Figma's new Chief Design Officer on AI empowering designers and reacting to Nano Banana Pro
Nov 20, 2025 with Loredana Crisan
Key Points
- Figma's new Chief Design Officer, Loredana Crisan, shipped 20+ features in two months focused on keeping designers in control during AI generation, solving the problem of losing entire assets when trying to fix minor flaws.
- Figma views AI as only valuable if designers can manipulate generations on canvas rather than accept model outputs as final, positioning control as the core difference between creative tool and mere production speedup.

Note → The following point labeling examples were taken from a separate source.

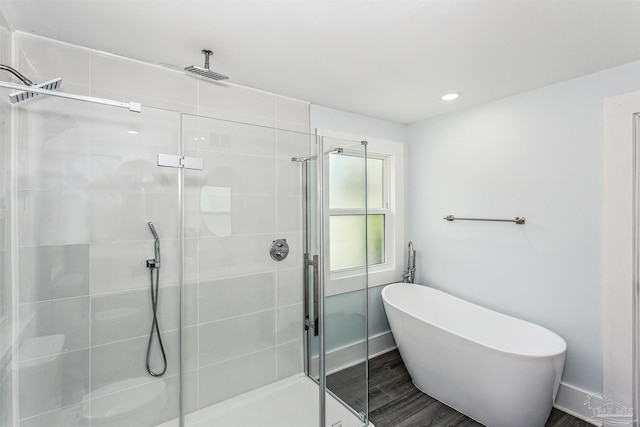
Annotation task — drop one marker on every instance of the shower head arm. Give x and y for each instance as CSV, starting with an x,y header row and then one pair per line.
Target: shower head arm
x,y
207,53
15,72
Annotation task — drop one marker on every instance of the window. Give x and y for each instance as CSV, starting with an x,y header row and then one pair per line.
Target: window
x,y
346,211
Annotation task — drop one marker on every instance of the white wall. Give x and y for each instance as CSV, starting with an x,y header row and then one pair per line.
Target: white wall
x,y
618,242
341,121
539,155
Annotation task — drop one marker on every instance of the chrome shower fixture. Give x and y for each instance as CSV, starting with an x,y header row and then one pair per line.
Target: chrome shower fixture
x,y
22,95
205,72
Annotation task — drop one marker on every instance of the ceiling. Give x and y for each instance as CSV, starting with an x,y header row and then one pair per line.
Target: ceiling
x,y
385,59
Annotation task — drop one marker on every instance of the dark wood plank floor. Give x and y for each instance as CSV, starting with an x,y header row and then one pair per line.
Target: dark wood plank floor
x,y
395,402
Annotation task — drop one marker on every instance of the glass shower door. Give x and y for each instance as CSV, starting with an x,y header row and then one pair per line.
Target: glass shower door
x,y
87,186
337,280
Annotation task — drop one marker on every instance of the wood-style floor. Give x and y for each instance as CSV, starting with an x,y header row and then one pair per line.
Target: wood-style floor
x,y
395,402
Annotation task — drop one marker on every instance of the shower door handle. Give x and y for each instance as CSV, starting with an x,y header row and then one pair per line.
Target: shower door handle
x,y
315,295
308,323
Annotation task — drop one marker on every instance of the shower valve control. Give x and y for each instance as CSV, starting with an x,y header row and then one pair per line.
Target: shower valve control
x,y
279,249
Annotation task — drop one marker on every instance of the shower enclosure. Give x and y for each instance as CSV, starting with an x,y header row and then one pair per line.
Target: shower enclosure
x,y
237,327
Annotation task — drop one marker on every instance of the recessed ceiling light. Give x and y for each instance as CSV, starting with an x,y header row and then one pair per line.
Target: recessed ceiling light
x,y
450,96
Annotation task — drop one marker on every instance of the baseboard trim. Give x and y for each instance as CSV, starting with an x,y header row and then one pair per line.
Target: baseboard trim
x,y
572,399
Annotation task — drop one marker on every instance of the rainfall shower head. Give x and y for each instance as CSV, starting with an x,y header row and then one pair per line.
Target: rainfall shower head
x,y
205,72
21,95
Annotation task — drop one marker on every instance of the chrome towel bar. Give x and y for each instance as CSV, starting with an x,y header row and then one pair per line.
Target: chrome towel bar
x,y
518,220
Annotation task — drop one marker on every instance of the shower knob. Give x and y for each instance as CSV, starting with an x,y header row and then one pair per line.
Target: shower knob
x,y
279,249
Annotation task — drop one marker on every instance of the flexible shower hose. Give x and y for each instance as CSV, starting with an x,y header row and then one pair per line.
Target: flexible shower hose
x,y
154,324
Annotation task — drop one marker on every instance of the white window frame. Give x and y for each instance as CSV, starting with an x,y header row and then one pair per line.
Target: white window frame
x,y
390,271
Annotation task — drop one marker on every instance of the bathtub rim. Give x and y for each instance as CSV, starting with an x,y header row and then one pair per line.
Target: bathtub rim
x,y
549,355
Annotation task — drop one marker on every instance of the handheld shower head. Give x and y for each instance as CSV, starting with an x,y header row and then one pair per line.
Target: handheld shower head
x,y
156,261
205,72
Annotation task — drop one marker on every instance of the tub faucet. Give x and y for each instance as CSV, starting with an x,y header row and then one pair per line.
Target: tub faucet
x,y
410,272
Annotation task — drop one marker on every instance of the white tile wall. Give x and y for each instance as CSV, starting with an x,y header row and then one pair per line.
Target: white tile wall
x,y
88,183
6,290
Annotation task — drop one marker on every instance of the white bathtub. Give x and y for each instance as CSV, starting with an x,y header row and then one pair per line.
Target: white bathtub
x,y
494,368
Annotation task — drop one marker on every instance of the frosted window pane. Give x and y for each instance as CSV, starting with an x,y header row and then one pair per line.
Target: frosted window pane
x,y
346,183
347,237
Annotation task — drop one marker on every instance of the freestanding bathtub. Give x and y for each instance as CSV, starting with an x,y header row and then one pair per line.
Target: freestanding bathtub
x,y
498,370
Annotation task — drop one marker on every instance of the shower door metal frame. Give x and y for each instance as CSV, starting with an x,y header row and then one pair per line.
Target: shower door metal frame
x,y
317,262
636,272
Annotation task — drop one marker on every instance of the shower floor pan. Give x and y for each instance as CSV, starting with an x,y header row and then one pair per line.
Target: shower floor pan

- As generative tools lower barriers to creating products that look polished, genuine craft and user empathy become harder to fake, widening the gap between surface aesthetics and products people actually want to use.
Summary
Lauren, Figma's new Chief Design Officer, joined two months ago after nearly a decade at Meta, where she led Messenger, Instagram DM, and most recently consumer AI on the product side. She took the role because she became convinced that product development as a process is about to change drastically, and that Figma has the opportunity to build the creative environment that lets people move an idea directly into a finished product.
Shipping pace and the core design problem
Figma has shipped over 20 major features in the two months since Lauren joined. The throughline across them is keeping the designer in control. The specific frustration she is solving for: you generate an asset that is 98% right, then lose the entire image trying to fix the one element that isn't. The work is about making that back-and-forth precise rather than destructive.
Figma Make, the product that takes designs and prompts them into working software, sits at the center of this. The goal is to let designers generate, then take those generations back to canvas and manipulate them — not get boxed in by what the model produced.
Reacting to Imagen 4 (referred to in the transcript as "Nano Banana Pro")
Lauren tested the model's ability to maintain visual consistency across a multi-step generation: she took a Figma quilt pattern, generated it as an image, converted it into a sweater, then composited it onto a photo of a colleague — and the model held each square of the quilt exact and did not distort the face. That kind of style and detail fidelity across chained steps is what she looks for in image models, and she says it has not been reliably available until now.
Her evaluation framework for any new generative image model is whether it can take an initial scene or style and dependably continue it — telling the second part of the story without drifting. An image that doesn't do that, she argues, is not useful as a creative tool.
Designer sentiment on AI
Designer skepticism toward AI and designer enthusiasm for it are both legitimate responses to the same technology, depending on which axis you look at. If AI is primarily a speed and mass-production tool, it is anti-design. If it becomes something designers can actually control and use as a medium for exploration, the canvas widens. The opinion split in the design community maps almost exactly onto which version of AI people are reacting to — what it produced yesterday versus what it could enable.
Figma's internal position is that good enough is not good enough. If AI just produces the same software faster and at scale, that is a loss, not a gain.
The vibe-coded product problem
The sharpest observation in the conversation is about what happens as generative tools lower the floor on product creation. You can now prompt your way to something that looks like Linear. You cannot prompt your way to something that feels like using Linear. The human element — empathy with the user, dogfooding, iterating on real feedback — is what creates product loyalty, and that hasn't gotten easier. It has arguably gotten harder to distinguish, which means the gap between surface aesthetics and genuine craft will become more legible to users over time, not less.